Es realmente reconfortante poner un disco y que el mismo te sacuda desde el primer acorde, hasta el último. Eso logra María Pien en La Vuelta Manzana su primer disco, y por ello se gana un lugar en la sección Descubrimientos de Otra Canción. Es que si bien el disco esta dando vueltas hace rato en la redacción de la página, por primera vez tuvo la escucha necesaria capa por capa, para poder llegar al centro de la cebolla.

María Pien

María Pien

Pero primero deberiamos hablar de la muchacha en cuestión. María es guitarrista, cantante y compositora porteña, del barrio de Almagro y tiene 26 años. Amante de voces como Joni Mitchell o Edith Piaf, Maria logra un sonido bien rioplatense gracias a la producción de Diego Rolón -guitarrista, compañero de andanzas de Ana Prada, Teresa Parodi, Antonio Birabent, entre otros-. La muchacha de Almagro, comenzó a estudiar música, formalmente, a los 10 años. En el medio estudió durante un año en Estados Unidos, y fue justamente Rolón, quien la metió en el mundo de la guitarra del folklore y el tango.

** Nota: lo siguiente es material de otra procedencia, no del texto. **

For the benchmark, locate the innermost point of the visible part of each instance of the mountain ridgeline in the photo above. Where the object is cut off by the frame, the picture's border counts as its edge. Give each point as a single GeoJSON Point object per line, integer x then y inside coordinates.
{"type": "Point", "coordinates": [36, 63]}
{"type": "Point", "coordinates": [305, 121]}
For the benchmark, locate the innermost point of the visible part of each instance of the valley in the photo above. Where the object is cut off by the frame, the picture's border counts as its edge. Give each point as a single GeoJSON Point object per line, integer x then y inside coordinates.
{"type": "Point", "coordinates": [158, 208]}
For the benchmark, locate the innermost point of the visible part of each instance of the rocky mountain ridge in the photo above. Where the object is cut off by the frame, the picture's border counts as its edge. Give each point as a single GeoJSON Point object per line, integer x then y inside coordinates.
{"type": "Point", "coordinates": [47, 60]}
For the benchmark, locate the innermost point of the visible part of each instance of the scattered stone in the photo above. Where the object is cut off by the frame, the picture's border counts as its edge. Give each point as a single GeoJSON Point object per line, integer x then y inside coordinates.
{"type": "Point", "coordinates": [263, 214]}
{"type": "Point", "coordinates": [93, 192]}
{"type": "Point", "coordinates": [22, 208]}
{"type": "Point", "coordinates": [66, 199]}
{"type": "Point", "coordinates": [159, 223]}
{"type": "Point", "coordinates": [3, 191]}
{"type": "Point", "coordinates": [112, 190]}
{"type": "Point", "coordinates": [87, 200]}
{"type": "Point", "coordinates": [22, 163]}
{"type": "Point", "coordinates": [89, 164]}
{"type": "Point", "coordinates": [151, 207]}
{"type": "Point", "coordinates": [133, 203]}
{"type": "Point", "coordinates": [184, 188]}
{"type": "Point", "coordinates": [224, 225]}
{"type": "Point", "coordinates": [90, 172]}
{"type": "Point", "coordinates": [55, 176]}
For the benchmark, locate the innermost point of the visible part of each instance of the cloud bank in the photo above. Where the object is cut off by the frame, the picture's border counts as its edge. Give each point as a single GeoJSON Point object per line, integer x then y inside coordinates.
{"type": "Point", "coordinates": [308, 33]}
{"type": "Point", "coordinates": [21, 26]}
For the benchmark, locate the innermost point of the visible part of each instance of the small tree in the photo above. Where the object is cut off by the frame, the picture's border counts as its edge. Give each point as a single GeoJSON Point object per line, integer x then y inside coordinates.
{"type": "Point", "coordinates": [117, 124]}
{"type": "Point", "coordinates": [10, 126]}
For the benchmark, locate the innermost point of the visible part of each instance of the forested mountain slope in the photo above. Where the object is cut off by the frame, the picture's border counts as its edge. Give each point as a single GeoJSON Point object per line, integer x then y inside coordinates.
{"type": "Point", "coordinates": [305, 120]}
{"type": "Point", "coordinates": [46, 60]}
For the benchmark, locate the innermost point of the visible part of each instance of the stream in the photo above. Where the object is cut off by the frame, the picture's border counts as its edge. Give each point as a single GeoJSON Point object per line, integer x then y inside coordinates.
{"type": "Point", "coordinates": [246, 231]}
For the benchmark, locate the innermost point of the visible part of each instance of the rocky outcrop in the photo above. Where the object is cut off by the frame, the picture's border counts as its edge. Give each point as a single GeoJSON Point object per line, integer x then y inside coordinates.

Vuelta Manzana es exquisito. Un disco de estas épocas, folklórico. Ya a esta altura deberíamos entender que el folklore no es solamente eso que uno ve en Cosquín. Ya en el 2013, deberiamos entender que nuestro rock y pop, son folklore. Y María Pien es botón de muestra de nuestro nuevo folklore. El disco abre con la canción Río Rivadavia -que cuenta con la participación de Antonio Birabent-. En esta canción la Avenida Rivadavia de Manal se cruza con la guitarra de Avenida Alcorta de Cerati, y la poesía, la metafora, viene bajando desde el Parana como Fandermole o Teresa Parodi. La Avenida Rivadavia, tan cementada, es un río que se transita en bondi. Genial. Links de nuestro folklore contemporáneo  Esa canción abre el disco -tremendo acierto a la hora de ordenar los tracks del disco-, y sirve como carta de presentación sin dudarlo. Eso es María Pien. Esa es la música de este tiempo. Desprejuiciada y desfachatada.